Pourquoi avoir choisi de fonder une synagogue LGBt à New York en 1973 ?
Par une froide soirée de février 1973, un groupe de gays se réunit pour célébrer Shabbat. Ils se réunirent avec la conviction qu’il était possible d’être tout à la fois profondément juif et fièrement gay, une idée révolutionnaire à cette époque. Nos fondateurs espéraient simplement créer une communauté au sein de laquelle ils pourraient joindre et célébrer leurs identités juive et gay. La synagogue née ce soir-là est devenue la communauté Beit Simchat Torah ; une maison spirituelle pour ses membres qui a redéfini la relation entre le judaïsme et la sexualité et continue à transformer le paysage politique et religieux à travers le monde.
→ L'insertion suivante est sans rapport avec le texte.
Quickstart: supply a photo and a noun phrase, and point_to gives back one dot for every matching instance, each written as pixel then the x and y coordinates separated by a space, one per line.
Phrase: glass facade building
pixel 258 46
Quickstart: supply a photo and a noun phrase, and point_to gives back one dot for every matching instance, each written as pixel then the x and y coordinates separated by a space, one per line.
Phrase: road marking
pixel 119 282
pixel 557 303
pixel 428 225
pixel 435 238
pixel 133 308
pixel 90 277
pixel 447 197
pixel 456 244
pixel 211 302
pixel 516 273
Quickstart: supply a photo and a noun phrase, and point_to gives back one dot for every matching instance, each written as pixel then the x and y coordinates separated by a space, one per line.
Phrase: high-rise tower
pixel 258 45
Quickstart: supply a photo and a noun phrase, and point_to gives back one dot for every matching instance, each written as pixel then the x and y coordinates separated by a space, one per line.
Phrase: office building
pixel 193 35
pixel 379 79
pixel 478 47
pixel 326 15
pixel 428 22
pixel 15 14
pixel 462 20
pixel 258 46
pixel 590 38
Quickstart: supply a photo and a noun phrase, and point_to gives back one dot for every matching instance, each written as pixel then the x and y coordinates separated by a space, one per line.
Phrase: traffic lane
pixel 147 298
Existait-il alors un besoin spirituel spécifique au sein de la communauté juive LGBT ? Pourquoi ?
Un dépliant de la communauté datant de 1974 ou 1975 expliquait ainsi la mission de la synagogue telle que ses fondateurs la concevaient :
« La synagogue gay est plus qu’un lieu de prière. Elle est plutôt consacrée à offrir une immersion complète dans la judaïté et le plaisir des nombreuses facettes du riche héritage juif. Pourquoi une synagogue à part pour les gays ? Certainement y a-t-il autant de raisons que de gens qui la fréquentent. Pour certains, il est difficile de s’identifier aux communautés établies desquelles ils sont rejetés même s’ils cachent leur orientation sexuelle. D’autres ne trouvent plus d’intérêt à la vie religieuse en groupe mais trouvent dans ce groupe une entente particulièrement bonne. D’autres encore, qui n’ont reçu aucune éducation religieuse viennent ici bâtir leur identité juive dans le contexte particulier qui est le leur. Peut-être le plus séduisant est-il la possibilité offerte ici d’apprécier sa judéité et son homosexualité. »
Quelle est la situation des juifs LGBT aux États-Unis aujourd’hui ? Constatez-vous une évolution au sein des institutions juives ?
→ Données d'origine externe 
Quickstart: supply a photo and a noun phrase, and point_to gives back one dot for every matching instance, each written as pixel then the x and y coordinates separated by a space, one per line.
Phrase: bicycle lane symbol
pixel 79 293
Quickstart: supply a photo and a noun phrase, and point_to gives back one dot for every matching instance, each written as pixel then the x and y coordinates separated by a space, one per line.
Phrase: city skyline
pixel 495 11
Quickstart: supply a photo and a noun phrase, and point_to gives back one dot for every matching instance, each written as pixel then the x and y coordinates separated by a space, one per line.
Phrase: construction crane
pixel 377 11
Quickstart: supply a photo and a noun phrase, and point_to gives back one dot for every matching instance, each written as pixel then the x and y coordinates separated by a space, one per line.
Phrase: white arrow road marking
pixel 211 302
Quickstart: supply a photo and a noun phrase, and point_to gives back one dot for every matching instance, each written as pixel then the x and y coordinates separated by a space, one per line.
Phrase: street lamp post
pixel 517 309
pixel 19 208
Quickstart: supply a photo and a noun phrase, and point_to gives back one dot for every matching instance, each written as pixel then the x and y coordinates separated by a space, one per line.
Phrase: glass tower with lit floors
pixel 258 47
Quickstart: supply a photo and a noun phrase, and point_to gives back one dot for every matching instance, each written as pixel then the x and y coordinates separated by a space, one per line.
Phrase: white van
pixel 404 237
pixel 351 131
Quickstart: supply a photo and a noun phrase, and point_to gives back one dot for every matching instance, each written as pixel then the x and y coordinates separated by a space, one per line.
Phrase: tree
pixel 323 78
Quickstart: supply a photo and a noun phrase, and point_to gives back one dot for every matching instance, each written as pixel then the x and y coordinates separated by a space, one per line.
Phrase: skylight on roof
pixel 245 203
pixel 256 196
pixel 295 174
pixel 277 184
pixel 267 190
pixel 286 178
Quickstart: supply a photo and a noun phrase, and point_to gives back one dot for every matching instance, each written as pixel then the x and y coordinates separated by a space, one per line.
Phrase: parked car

La condition des homosexuels de toutes les religions a profondément changé depuis 1973, même si l’on ne peut ignorer la terrible tragédie du SIDA dans les années quatre-vingts et au début des années quatre-vingt-dix. Alors que ce cataclysme ne pouvait être imaginé au moment de la création de Beit Simchat Torah, ce que nous avons obtenu en termes d’intégration sociale, de reconnaissance publique et de protection juridique aux États-Unis outrepasse tous les rêves que nous avions par le passé. Les communautés et institutions juives les plus progressistes comprennent qu’il est de leur devoir d’inclure les LGBT, et de nombreuses institutions agissent au quotidien pour évoluer vers des pratiques plus inclusives encore. Les juifs LGBT trouvent même une forme d’acceptation dans certaines communautés orthodoxes. Mais être juif et lesbienne, gay, bisexuel ou transsexuel reste, dans le monde ultraorthodoxe, particulièrement éprouvant. Pourtant, même là, des initiatives locales ou professionnelles de soutien naissent et se multiplient, qui donnent à ces juifs l’espoir de pouvoir vivre heureux en tant que LGBT assumés et juifs religieux.